Aflah won the inaugural championships 5km race in less than an hour at the Putrajaya Lake, clocking 55:21.4 seconds as he coasted to victory almost a whole minute faster than his closest competitor.

The 25-year-old later admitted winning at the Putrajaya Lake was the ideal homecoming, six years after he finished third behind Malaysia’s Kevin Yeap who won gold at the 2017 SEA Games open water swimming.

“Back in 2017, I finished behind Malaysia’s open water home legend. I am glad to become champion this time at this wonderful venue. I enjoy competing here. The race course was exceptional.

“The water was calm, there were no waves or animals. It’s a good open water course, and more importantly a great initiative for the sport.
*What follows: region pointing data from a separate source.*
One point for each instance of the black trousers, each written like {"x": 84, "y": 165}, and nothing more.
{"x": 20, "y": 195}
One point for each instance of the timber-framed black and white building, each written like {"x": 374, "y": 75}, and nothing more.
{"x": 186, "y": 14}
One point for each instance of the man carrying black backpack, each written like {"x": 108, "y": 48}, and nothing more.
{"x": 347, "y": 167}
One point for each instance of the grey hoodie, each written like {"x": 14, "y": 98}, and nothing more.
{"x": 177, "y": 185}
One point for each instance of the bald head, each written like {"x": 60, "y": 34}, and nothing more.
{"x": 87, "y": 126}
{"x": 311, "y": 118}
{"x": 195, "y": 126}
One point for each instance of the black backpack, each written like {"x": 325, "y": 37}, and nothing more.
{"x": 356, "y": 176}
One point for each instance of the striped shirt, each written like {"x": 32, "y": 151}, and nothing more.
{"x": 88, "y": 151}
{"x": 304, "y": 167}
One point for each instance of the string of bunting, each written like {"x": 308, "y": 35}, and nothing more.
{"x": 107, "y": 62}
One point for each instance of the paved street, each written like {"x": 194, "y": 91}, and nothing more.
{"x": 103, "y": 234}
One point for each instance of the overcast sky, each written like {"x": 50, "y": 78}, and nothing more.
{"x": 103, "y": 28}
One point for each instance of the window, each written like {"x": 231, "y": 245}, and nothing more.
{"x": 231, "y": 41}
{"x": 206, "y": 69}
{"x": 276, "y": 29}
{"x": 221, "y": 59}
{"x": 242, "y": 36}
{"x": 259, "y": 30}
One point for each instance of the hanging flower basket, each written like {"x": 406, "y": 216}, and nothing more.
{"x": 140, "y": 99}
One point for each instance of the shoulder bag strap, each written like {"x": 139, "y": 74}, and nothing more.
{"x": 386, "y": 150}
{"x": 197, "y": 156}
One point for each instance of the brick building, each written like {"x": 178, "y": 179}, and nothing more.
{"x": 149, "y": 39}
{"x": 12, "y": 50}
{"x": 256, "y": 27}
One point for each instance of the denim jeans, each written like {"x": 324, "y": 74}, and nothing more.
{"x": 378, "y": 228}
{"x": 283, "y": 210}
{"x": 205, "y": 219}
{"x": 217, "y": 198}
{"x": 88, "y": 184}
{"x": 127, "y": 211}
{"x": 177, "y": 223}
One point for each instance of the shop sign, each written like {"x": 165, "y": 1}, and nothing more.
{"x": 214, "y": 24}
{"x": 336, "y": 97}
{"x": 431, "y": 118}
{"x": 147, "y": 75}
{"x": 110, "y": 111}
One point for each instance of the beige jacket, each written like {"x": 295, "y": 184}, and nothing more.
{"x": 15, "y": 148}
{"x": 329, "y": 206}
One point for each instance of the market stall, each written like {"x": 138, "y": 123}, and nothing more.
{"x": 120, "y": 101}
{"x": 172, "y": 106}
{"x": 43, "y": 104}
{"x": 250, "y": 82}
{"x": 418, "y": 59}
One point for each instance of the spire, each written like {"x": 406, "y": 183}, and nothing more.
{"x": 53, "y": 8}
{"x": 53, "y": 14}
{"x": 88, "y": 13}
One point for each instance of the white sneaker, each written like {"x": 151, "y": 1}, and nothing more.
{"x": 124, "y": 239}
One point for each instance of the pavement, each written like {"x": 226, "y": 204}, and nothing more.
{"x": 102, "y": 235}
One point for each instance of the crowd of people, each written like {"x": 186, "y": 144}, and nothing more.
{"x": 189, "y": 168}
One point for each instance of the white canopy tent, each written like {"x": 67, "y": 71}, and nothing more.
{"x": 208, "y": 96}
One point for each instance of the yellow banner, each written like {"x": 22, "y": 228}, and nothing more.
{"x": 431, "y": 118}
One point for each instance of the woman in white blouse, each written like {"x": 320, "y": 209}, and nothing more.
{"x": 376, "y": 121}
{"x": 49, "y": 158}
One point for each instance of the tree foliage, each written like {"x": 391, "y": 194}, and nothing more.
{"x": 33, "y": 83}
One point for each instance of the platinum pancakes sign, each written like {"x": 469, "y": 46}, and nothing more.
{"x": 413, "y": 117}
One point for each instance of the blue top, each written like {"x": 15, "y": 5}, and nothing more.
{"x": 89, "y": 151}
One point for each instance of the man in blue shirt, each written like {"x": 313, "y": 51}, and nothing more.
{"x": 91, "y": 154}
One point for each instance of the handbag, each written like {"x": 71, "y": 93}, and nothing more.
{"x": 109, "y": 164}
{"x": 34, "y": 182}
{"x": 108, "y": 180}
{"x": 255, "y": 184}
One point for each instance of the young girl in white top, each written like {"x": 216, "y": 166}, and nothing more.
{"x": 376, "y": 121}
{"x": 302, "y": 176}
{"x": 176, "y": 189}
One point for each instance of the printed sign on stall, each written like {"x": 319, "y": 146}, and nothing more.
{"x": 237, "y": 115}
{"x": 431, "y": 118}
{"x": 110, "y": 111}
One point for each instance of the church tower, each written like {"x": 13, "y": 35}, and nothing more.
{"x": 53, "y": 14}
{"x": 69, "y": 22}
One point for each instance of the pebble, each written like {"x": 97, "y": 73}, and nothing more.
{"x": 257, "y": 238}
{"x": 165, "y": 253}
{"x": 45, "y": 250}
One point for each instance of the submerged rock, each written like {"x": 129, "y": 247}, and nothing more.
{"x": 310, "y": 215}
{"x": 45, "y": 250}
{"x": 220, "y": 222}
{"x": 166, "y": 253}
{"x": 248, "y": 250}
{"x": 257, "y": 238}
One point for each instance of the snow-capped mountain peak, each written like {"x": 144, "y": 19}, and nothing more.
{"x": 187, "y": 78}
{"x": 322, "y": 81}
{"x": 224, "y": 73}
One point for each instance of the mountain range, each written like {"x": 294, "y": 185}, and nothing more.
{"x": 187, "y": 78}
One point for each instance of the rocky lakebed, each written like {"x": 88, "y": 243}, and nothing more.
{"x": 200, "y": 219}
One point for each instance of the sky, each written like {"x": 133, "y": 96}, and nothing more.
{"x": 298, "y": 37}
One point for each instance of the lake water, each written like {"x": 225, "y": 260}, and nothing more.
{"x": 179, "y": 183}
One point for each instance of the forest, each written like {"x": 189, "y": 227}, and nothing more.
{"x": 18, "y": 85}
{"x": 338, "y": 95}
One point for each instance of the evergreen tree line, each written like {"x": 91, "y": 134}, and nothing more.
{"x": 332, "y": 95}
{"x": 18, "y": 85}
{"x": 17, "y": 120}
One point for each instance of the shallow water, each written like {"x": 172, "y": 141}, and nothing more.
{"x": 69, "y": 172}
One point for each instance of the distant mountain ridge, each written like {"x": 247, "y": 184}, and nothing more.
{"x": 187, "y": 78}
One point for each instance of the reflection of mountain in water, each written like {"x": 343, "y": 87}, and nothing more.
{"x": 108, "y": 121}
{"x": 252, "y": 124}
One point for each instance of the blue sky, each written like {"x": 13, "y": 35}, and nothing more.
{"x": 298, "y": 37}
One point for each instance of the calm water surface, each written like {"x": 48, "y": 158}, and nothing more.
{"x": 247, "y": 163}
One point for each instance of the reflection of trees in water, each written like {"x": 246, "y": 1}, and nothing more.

You need experience in events like this, and I’m happy to finish as champion,” he said.

Aflah has competed at the highest level when he featured at the 2020 Tokyo Olympics, and is now targeting to qualify for the 2024 Paris Olympics in open water swimming.

Thailand’s Thitirat Charoensup was crowned overall female champion in the 5km category with a time of 1:00:57.4 seconds, ahead of Indonesian rival Adinda Larasati Dewi Kirana.

The 14-year-old was delighted to finish first in her maiden international meet, after dominating domestic junior events back home.

Thiritat was neck and neck with Adinda for four kilometres of the race, but found the cutting edge to put a 16.4 seconds gap from the Indonesian for the win.

“This is a huge motivation for me to finish first in my first overseas meet. My next aim is to represent Thailand at the 2023 SEA Games in the pool event,” she said.

Lim Kai Yi finished as the top Malaysian male in eighth place with a time of 59:04.6 seconds, while Magdalene Lau finished as the top Malaysian female in fifth with a time of 1:03:48.4 seconds.

Kai Yi was happy with his finish having tested himself in a lake for the first time.

“I am gunning to qualify for the SEA Games, and I think this result serves as a good start for me,” he said.

Magdalene also put her skills in the lake for the first time and came away satisfied.

“Swimming in a lake is different compared to the pool or the sea. To get a clear sighting of the race can be challenging, but I am happy I rose to the test to finish as the fastest Malaysian,” she said.

The SEAOWSC will commence with the 10km race on Friday and the team relay event on Saturday.

The SEAOWSC is sanctioned by the SEA Swimming Federation, hosted and organized by MAS.